Thursday, October 15, 2009

"... the shooting cannot be far off."

Almost everyone who has read history in a more than casual manner knows that when the great figure of God appears in a controversy, the shooting cannot be far off.
[Stewart H. Holbrook, Lost Men of American History; discussing the debate on slavery in the 1850s.]
I made a mistake: I started re-reading part of Mr. Holbrook's book, and now am compelled to share with you, my loyal readers, some of the passages I particularly enjoy.

The few pages I've just finished concern a book, The Impending Crisis of the South: How to Meet It, by Hinton Rowan Helper of North Carolina - a member of the planter class. The book indicts slavery on purely economic grounds. Mr. Helper has no use for blacks at all:
To the end of his long life he loathed Negroes and would never, if he could help it, stay where they were employed.
Rather, he believes slavery to be destroying Southern culture and civilization, and advocates abolition... and sending the Blacks back to Africa. He later
... wrote three books on "the Negro Question" which were little more than unbalanced denunciation of the black race as a menace to the North and South. He said flatly that he wanted "to write the Negro out of America... out of existence."
The book is said to have gone through 140 printings.
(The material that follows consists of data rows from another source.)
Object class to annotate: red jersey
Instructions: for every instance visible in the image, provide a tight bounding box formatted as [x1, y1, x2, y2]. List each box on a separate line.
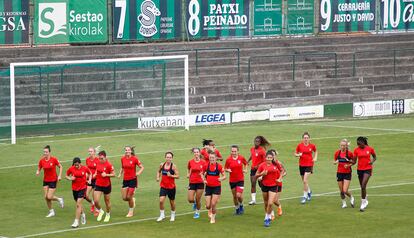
[160, 162, 176, 189]
[187, 159, 206, 184]
[353, 146, 376, 171]
[257, 162, 281, 187]
[334, 150, 353, 173]
[296, 143, 317, 167]
[250, 146, 266, 168]
[121, 155, 142, 181]
[225, 155, 247, 183]
[38, 157, 60, 182]
[201, 148, 222, 161]
[85, 156, 99, 176]
[66, 165, 91, 191]
[95, 160, 114, 187]
[205, 162, 224, 187]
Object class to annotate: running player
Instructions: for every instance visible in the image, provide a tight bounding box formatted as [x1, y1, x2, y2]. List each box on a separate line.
[247, 136, 270, 205]
[94, 150, 115, 222]
[269, 149, 286, 218]
[187, 148, 206, 219]
[224, 145, 247, 215]
[201, 139, 223, 161]
[353, 136, 377, 212]
[66, 157, 91, 228]
[294, 132, 318, 204]
[256, 151, 283, 227]
[203, 152, 226, 224]
[118, 146, 144, 218]
[156, 152, 179, 222]
[36, 145, 64, 217]
[333, 139, 355, 208]
[85, 147, 99, 215]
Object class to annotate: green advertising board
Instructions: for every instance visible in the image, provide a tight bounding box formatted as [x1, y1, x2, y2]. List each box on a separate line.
[319, 0, 376, 32]
[34, 0, 108, 44]
[113, 0, 182, 42]
[253, 0, 282, 36]
[287, 0, 314, 34]
[380, 0, 414, 31]
[0, 0, 29, 44]
[186, 0, 250, 39]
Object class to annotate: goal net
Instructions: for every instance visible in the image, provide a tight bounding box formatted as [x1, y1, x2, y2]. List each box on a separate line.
[3, 55, 189, 144]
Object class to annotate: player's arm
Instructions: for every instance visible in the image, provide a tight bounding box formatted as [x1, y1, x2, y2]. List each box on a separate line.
[255, 168, 266, 178]
[202, 171, 207, 184]
[87, 169, 92, 184]
[313, 150, 318, 162]
[65, 169, 74, 181]
[118, 167, 123, 178]
[136, 163, 144, 176]
[169, 165, 179, 179]
[279, 161, 287, 177]
[105, 166, 116, 177]
[224, 160, 231, 173]
[156, 164, 162, 182]
[36, 159, 42, 176]
[219, 169, 226, 181]
[370, 152, 377, 165]
[247, 155, 252, 165]
[57, 162, 63, 181]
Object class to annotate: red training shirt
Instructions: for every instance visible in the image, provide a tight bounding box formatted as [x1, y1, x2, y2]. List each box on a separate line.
[250, 146, 266, 169]
[257, 162, 281, 187]
[296, 143, 317, 167]
[205, 162, 224, 187]
[334, 150, 353, 173]
[95, 160, 114, 187]
[85, 156, 99, 176]
[66, 165, 91, 191]
[38, 157, 60, 182]
[353, 146, 376, 171]
[187, 159, 206, 184]
[201, 148, 222, 161]
[160, 163, 176, 189]
[225, 155, 247, 183]
[121, 155, 142, 181]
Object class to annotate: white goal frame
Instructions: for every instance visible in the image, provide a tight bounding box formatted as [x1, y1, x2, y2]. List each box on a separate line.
[9, 55, 190, 144]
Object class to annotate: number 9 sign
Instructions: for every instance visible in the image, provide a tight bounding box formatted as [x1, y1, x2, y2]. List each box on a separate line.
[320, 0, 331, 31]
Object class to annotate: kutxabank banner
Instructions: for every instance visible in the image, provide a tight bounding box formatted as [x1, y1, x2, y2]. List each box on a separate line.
[186, 0, 249, 39]
[319, 0, 375, 32]
[0, 0, 29, 44]
[34, 0, 108, 44]
[253, 0, 282, 36]
[113, 0, 182, 41]
[287, 0, 314, 34]
[380, 0, 414, 30]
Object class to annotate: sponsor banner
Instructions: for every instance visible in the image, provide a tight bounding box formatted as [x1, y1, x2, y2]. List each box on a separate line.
[404, 98, 414, 114]
[287, 0, 314, 34]
[186, 0, 249, 39]
[392, 99, 404, 114]
[269, 105, 324, 121]
[253, 0, 282, 36]
[319, 0, 375, 33]
[34, 0, 108, 44]
[380, 0, 414, 30]
[232, 110, 269, 123]
[138, 112, 230, 129]
[113, 0, 182, 42]
[353, 100, 392, 117]
[0, 0, 29, 44]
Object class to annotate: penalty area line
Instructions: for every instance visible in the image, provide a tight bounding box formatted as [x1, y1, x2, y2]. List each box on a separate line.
[15, 181, 414, 238]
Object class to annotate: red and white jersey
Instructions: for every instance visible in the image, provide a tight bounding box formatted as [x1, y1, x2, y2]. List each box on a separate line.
[38, 157, 60, 182]
[225, 155, 247, 183]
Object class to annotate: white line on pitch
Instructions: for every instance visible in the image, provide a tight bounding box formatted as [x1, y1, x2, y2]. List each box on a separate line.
[298, 123, 414, 133]
[0, 130, 411, 171]
[321, 193, 414, 197]
[14, 181, 414, 238]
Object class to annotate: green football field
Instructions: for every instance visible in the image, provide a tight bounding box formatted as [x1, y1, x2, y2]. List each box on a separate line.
[0, 116, 413, 238]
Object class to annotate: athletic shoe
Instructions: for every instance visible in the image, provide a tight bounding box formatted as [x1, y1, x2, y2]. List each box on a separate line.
[208, 210, 212, 218]
[156, 214, 165, 222]
[277, 207, 283, 216]
[248, 200, 256, 205]
[170, 214, 175, 222]
[192, 202, 197, 211]
[342, 203, 347, 209]
[58, 197, 64, 208]
[235, 207, 240, 215]
[365, 200, 369, 209]
[90, 204, 95, 213]
[71, 219, 79, 228]
[239, 205, 244, 214]
[307, 191, 312, 201]
[301, 197, 307, 204]
[264, 218, 271, 227]
[46, 210, 55, 218]
[210, 216, 216, 224]
[126, 210, 134, 218]
[103, 213, 111, 222]
[350, 197, 355, 208]
[81, 213, 86, 225]
[97, 210, 105, 221]
[193, 212, 200, 219]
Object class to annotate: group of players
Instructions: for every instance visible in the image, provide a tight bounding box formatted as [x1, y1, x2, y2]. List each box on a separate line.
[36, 133, 377, 228]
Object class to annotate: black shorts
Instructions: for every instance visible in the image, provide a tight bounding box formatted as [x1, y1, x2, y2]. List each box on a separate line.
[299, 166, 313, 176]
[88, 179, 96, 188]
[73, 189, 86, 201]
[95, 185, 112, 195]
[250, 169, 257, 177]
[160, 187, 176, 200]
[357, 169, 372, 179]
[229, 181, 244, 189]
[261, 185, 279, 193]
[188, 183, 204, 191]
[205, 186, 221, 196]
[43, 181, 57, 189]
[337, 173, 352, 181]
[122, 178, 137, 188]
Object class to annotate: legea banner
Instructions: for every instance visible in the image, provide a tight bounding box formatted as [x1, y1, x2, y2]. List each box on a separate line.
[34, 0, 108, 44]
[0, 0, 29, 44]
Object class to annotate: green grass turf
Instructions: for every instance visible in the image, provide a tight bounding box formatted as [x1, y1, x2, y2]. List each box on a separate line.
[0, 115, 413, 238]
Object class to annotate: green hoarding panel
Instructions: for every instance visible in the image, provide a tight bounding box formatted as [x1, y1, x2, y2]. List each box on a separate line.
[319, 0, 376, 33]
[0, 0, 29, 44]
[253, 0, 282, 36]
[324, 103, 353, 118]
[34, 0, 108, 44]
[287, 0, 314, 34]
[380, 0, 414, 31]
[186, 0, 250, 39]
[113, 0, 182, 42]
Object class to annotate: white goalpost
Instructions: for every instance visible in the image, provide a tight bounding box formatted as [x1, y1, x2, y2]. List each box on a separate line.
[9, 55, 190, 144]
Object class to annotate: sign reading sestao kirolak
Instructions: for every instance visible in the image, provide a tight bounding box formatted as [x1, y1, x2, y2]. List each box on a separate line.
[0, 0, 29, 44]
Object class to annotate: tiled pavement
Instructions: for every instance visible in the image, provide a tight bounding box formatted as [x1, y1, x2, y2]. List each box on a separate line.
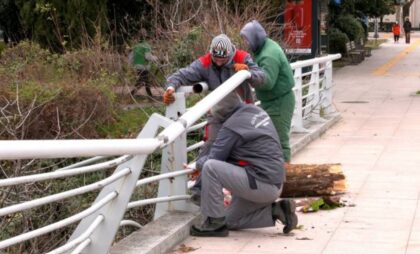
[171, 32, 420, 254]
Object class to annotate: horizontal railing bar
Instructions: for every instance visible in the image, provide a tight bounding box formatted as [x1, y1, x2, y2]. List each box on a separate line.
[302, 102, 314, 110]
[135, 169, 193, 187]
[48, 215, 104, 254]
[127, 195, 191, 209]
[291, 54, 341, 69]
[70, 239, 91, 254]
[59, 156, 109, 170]
[0, 192, 117, 250]
[0, 156, 131, 187]
[0, 168, 131, 217]
[0, 139, 161, 160]
[187, 121, 207, 132]
[120, 220, 143, 229]
[187, 141, 205, 152]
Southern legislatures passed laws against it.
In Arkansas, three men were hanged by mobs for owning copies of the book.
Among his other arguments, Helper notices the effects of slavery on the non-slaveholding Southern whites:
Their freedom, he says, is only nominal, and their "unparalleled illiteracy and degradation is purposely and fiendishly perpetuated" upon them by the oligarchism of the slaveholders. "How little the poor white trash, the great majority of the Southern people, know of real conditions of the country... it is sadly astonishing."
[emphasis added]
"Unparalleled illiteracy and degradation... purposely and fiendishly perpetuated upon them by the oligarchism of the slaveholders."
Change "slaveholders" to "Big Business" and you've got a pretty good description of today's tea-baggers!